CHARLESTON, W.Va. -- While the Kanawha County Board of Education approved a motion to continue funding the public library through the end of June, library officials did not leave Thursday's school board meeting with a stable solution to its funding problem past that date.
Instead, they have 90 days to try to come up with alternative revenue streams and "a more concrete solution" for the future.
"We were certainly hopeful that something would happen [tonight.] This creates an extremely tight timeframe to make any adjustments or even to do our own budget, which is something we need to do immediately also," said Kanawha County Public Library Director Alan Engelbert. "Forty percent is not a belt-tightening -- It's a great deal of money."
Also at Thursday's meeting, board members voted to not support redistricting plans for overcrowded South Hills area schools, pending further review.
Last month, the Supreme Court struck down a special act that required the school board to give about $3 million to the library each year, or about 40 percent of the library's entire budget. Library officials have since asked the school board to voluntarily direct a portion of their budget for library operations, even though the school board won its lawsuit to end the funding relationship.
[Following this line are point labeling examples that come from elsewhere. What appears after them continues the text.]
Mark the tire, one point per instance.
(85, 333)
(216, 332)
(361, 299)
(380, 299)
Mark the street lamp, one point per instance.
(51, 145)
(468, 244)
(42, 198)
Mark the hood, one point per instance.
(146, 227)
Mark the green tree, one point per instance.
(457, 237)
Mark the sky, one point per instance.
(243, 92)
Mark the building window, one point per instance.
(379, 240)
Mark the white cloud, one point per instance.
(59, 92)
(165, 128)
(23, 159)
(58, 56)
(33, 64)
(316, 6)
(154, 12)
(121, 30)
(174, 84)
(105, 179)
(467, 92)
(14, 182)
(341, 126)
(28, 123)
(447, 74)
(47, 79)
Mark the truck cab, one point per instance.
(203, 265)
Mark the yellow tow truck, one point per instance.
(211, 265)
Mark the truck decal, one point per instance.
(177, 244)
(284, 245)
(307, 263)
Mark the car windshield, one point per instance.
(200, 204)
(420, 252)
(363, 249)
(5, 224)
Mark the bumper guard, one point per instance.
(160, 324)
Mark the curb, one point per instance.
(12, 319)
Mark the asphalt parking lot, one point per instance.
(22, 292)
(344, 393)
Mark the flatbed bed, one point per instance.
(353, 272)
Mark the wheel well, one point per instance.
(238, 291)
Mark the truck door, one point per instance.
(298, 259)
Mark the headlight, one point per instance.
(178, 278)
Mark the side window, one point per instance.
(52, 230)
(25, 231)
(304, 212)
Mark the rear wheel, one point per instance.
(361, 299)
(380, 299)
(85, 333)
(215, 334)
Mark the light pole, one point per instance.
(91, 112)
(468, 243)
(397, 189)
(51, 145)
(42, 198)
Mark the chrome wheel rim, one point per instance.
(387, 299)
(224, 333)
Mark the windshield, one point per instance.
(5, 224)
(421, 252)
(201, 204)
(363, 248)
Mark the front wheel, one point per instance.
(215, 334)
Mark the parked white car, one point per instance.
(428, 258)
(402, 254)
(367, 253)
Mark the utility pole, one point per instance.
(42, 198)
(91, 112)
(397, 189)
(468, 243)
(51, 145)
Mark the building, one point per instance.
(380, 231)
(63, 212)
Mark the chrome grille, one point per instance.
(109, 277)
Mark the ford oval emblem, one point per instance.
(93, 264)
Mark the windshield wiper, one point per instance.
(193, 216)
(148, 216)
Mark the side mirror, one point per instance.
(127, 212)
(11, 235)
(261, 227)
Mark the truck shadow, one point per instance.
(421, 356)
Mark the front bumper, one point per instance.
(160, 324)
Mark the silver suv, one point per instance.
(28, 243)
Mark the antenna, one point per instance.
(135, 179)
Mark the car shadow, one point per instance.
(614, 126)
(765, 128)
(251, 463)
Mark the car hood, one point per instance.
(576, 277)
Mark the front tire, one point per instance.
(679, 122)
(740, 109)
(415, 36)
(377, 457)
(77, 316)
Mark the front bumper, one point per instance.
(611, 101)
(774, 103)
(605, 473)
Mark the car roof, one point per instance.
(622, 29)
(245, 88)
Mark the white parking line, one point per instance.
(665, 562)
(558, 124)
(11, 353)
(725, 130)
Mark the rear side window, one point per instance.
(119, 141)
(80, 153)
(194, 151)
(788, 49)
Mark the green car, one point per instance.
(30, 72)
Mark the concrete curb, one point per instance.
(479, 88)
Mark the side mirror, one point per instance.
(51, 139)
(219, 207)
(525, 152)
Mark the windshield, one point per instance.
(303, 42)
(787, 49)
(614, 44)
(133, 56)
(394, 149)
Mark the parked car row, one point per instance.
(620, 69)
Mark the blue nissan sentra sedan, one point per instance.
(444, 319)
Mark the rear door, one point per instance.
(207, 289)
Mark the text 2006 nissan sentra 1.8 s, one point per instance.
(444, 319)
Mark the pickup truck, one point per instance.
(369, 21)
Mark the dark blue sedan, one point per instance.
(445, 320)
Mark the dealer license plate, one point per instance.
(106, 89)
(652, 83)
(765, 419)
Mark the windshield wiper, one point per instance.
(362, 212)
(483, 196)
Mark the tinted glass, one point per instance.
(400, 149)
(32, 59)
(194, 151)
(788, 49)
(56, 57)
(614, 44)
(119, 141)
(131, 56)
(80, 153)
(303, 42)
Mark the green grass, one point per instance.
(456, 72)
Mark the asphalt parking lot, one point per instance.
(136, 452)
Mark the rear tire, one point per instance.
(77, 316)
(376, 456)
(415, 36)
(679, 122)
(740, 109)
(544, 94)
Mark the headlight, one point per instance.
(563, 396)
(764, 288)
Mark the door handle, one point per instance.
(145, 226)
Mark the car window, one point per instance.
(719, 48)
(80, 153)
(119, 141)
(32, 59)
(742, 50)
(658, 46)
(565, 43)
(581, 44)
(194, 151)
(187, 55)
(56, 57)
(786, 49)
While most of the school board agrees they don't want to "pull the plug" on the library after this fiscal year is up, the board's own financial troubles could overshadow the library's requests.
The board is facing a $2.1 million deficit for the 2014-15 fiscal year.
"We simply do not have the money to keep paying the library a quarter of a million each month. We just don't have it. It's that simple," school board President Pete Thaw said. "If anyone can find it, it'd be wonderful, but we can't."
Seven-year-old Vivian Schmidt, a student at Montrose Elementary, stood before the board Thursday to ask for support for the library.
"Have you ever heard that old saying that books can take you places? Well, it's true," she said. "All of the books are so inspiring to me, and the movies, of course. All of the people are so nice to us."
Board member Becky Jordon urged the board Thursday to vote to continue funding the library at the $3 million mark through June 2014.
"We wanted that lawsuit, but I just feel like we can't take our money and run. We've gone this long. They're a part of education, and they're a part of us. We need to give them time," Jordon said. "We can't be the school board that takes the libraries down."
Library officials have said major cutbacks and closures would be imminent if it loses 40 percent of its budget, including the closure of six branches. Sunday hours have already ended, and next year's West Virginia Book Festival was cancelled in an attempt to save money.
While board member Bill Raglin said he wants to help the library find a solution, continuing to give the full amount of funding isn't likely.